Simulations performed with the default versions of the Energy Exascale Earth System Model (E3SMv1) and the Community Earth System Model (CESM2) produce relative humidity values greater than 110% with respect to liquid water and greater than 200% with respect to ice in instantaneous model output. These extreme values of supersaturation are found primarily in the extratropical and polar regions. Supersaturation has an impact on latent heat release, aerosols, clouds, and radiation, so properly representing it in our models is important.

To understand the impact of process coupling and the choice of model timestep on these extreme values of supersaturation we perform extensive sensitivity tests using single column simulations in both E3SMv1 and CESM2. We find that decreasing process timesteps decreases the magnitude and frequency of extreme values of relative humidity, especially when the microphysical timestep is decreased.
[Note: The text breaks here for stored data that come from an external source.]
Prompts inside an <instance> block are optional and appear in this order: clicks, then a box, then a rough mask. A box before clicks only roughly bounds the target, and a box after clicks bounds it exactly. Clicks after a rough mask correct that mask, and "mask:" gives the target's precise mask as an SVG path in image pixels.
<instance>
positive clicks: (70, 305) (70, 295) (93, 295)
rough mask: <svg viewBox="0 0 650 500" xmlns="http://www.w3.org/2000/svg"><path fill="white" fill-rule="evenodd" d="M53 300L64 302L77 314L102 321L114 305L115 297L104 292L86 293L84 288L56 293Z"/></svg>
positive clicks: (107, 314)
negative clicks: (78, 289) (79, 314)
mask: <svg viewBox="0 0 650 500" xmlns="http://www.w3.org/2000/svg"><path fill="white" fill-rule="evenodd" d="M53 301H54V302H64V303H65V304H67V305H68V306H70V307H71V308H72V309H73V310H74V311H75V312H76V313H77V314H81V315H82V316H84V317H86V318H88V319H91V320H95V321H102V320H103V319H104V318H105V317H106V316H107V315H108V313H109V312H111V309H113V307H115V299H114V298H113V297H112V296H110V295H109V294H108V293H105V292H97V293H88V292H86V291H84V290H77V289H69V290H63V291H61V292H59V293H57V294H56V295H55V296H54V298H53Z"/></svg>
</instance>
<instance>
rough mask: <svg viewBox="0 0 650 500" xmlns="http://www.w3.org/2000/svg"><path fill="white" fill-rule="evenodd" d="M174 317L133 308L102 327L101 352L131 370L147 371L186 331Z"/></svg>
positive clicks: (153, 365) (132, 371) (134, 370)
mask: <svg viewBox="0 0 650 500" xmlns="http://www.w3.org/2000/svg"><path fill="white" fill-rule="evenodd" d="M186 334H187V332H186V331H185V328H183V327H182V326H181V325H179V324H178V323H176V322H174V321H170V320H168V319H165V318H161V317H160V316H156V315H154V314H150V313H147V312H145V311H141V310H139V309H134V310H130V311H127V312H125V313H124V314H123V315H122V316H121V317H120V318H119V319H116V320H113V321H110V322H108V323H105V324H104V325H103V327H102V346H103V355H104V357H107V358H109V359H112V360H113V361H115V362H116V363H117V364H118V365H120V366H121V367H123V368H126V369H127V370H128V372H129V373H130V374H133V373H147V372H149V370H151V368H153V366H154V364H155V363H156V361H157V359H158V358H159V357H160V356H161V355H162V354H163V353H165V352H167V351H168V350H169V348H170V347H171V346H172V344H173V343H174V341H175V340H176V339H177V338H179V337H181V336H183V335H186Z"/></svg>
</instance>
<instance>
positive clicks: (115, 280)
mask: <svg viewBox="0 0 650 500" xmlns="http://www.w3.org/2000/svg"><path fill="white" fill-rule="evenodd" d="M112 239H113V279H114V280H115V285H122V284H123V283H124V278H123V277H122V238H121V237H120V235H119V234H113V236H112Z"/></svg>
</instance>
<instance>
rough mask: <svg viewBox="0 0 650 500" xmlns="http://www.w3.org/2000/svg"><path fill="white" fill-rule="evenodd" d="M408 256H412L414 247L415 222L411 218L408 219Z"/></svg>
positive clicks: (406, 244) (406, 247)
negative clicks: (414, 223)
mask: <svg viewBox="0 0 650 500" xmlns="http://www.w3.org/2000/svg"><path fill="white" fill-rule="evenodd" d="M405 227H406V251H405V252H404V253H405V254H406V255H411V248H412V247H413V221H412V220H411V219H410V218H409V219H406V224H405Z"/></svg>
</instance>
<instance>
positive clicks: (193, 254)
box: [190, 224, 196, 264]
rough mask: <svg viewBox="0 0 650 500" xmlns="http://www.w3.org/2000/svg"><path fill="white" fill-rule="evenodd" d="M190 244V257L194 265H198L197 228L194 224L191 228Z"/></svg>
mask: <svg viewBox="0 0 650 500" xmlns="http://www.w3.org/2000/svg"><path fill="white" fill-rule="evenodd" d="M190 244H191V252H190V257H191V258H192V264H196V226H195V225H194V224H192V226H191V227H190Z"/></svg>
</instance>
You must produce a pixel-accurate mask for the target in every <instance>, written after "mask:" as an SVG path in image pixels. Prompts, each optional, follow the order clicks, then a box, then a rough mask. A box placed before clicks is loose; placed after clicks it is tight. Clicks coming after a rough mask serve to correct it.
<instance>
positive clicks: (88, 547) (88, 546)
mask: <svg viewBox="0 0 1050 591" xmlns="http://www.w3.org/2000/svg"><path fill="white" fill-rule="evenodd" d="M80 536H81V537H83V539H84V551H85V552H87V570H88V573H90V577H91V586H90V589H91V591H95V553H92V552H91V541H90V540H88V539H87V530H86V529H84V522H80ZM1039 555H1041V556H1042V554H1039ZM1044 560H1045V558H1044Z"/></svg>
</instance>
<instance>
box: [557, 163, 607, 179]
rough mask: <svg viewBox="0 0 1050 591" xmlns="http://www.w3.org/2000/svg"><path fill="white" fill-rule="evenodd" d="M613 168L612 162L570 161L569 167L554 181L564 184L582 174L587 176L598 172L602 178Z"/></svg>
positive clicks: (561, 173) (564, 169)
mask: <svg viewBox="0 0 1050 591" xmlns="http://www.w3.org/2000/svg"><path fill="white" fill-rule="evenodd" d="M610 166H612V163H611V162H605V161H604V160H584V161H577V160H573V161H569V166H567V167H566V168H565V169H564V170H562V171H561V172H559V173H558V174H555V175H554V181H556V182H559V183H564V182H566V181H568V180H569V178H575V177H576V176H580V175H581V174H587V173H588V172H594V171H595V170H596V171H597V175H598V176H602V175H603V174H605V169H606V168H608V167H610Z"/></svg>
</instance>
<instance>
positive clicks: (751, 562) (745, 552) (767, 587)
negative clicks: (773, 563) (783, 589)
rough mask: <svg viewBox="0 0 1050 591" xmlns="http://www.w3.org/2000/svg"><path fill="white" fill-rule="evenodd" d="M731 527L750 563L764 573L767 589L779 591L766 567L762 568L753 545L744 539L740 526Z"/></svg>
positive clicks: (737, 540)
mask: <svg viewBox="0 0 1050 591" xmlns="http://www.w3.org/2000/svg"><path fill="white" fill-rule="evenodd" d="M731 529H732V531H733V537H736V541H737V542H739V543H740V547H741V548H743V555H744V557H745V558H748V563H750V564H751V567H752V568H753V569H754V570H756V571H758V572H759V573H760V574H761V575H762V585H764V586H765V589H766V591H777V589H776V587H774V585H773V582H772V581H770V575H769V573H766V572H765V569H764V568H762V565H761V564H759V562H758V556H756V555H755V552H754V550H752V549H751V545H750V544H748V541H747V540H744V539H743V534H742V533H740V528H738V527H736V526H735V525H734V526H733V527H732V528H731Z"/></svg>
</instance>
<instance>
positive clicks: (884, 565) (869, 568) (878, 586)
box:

Guided by these simulations, we run simulations with the global models to better understand how reducing the microphysical timestep impacts values of extreme supersaturation.

Although values of extreme supersaturation can be reduced by altering model timesteps, strong supersaturation with respect to liquid water still remains. Although it is physical for supersaturation with respect to liquid water to exist, a saturation adjustment which removes these supersaturations after the microphysics has been used in previous versions of CESM. We run 10-year simulations with both the CESM2 and E3SMv1 with this saturation adjustment turned on and off to see the impact of completely removing supersaturation with respect to liquid water after microphysics. Applying this saturation adjustment decreases liquid water path towards the poles, which is associated with an increase in shortwave cloud forcing.